Her tone was frozen honey.
"More or less," I admitted ironically.
"Of course, I don't know what report that other miserable young man may have carried home with him. I don't want to know. But I can guess. One does not stay in hotel after hotel without getting a pretty shrewd idea of the way people talk about one. I know the sort of things they have been saying here. You would hear them yourself, no doubt, Captain Clephane, as soon as you arrived."

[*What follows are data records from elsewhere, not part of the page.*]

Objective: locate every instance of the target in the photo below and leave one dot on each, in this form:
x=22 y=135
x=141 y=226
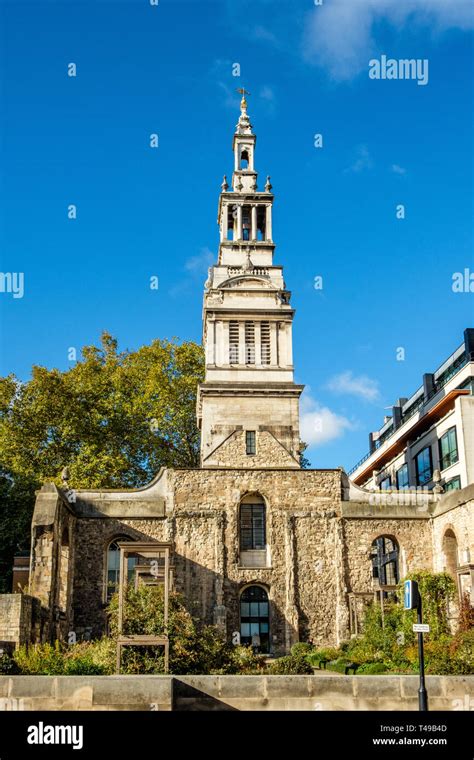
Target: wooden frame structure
x=157 y=574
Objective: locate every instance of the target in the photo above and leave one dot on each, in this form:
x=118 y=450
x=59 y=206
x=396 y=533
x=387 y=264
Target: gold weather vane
x=243 y=92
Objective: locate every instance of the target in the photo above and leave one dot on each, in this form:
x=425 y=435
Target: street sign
x=411 y=595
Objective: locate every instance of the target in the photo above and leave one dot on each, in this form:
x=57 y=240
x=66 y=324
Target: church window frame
x=252 y=524
x=254 y=617
x=112 y=566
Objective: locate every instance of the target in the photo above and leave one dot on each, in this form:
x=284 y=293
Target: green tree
x=114 y=418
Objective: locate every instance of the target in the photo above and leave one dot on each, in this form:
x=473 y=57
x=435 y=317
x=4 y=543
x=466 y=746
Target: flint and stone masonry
x=248 y=521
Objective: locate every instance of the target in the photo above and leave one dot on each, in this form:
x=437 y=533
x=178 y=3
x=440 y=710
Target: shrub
x=8 y=666
x=466 y=614
x=194 y=648
x=372 y=668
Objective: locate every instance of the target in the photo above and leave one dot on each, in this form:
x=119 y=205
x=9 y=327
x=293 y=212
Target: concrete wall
x=180 y=693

I admitted that I had, but reminded Mrs. Lascelles that the first person I had spoken to was also the greatest gossip in the hotel. She paid no attention to the remark, but stood looking at me again, with the look that I could never quite see to read.
"And then," she went on, "you found out who it was, and you remembered all about me, and your worst fears were confirmed. That must have been an interesting moment. I wonder how you felt.... Did it never occur to you to speak plainly to anybody?"
"I wasn't going to give you away," I said, stolidly, though with no conscious parade of virtue.
"Yet, you see, it would have made no difference if you had! Did you seriously think it would make much difference, Captain Clephane, to a really chivalrous young man?" I bowed my head to the well-earned taunt. "But," she went on, "there was no need for you to speak to Mr. Evers. You might have spoken to me. Why did you not do that?"
"Because I didn't want to quarrel with you," I answered quite honestly; "because I enjoyed your society too much myself."
"That was very nice of you," said Mrs. Lascelles, with a sudden although subtle return of the good-nature which had always attracted me. "If it is sincere," she added, as an apparent afterthought.
"I am perfectly sincere now."
"Then what do you think I should do?" she asked me, in the soft new tone which actually flattered me with the idea that she was making up her mind to take my advice.
"Refuse this lad!"
"And then?" she almost whispered.
"And then—"
I hesitated. I found it hard to say what I thought, hard even upon myself. We had been good friends. I admired the woman cordially; her society was pleasant to me, as it always had been. Nevertheless, we had just engaged in a duel of no friendly character; and now that we seemed of a sudden to have become friends again, it was the harder to give her the only advice which I considered compatible alike with my duty and the varied demands of the situation. If she took it as she seemed disposed to do, the immediate loss would be mine, and I foresaw besides a much more disagreeable reckoning with Bob Evers than the one now approaching an amicable conclusion. I should have to stay behind to face the music of his wrath alone. Still, at the risk of appearing brutal I made my proposal in plain terms; but, to minimise that risk, I ventured to take the lady's hand and was glad to find the familiarity permitted in the same friendly spirit in which it was indulged.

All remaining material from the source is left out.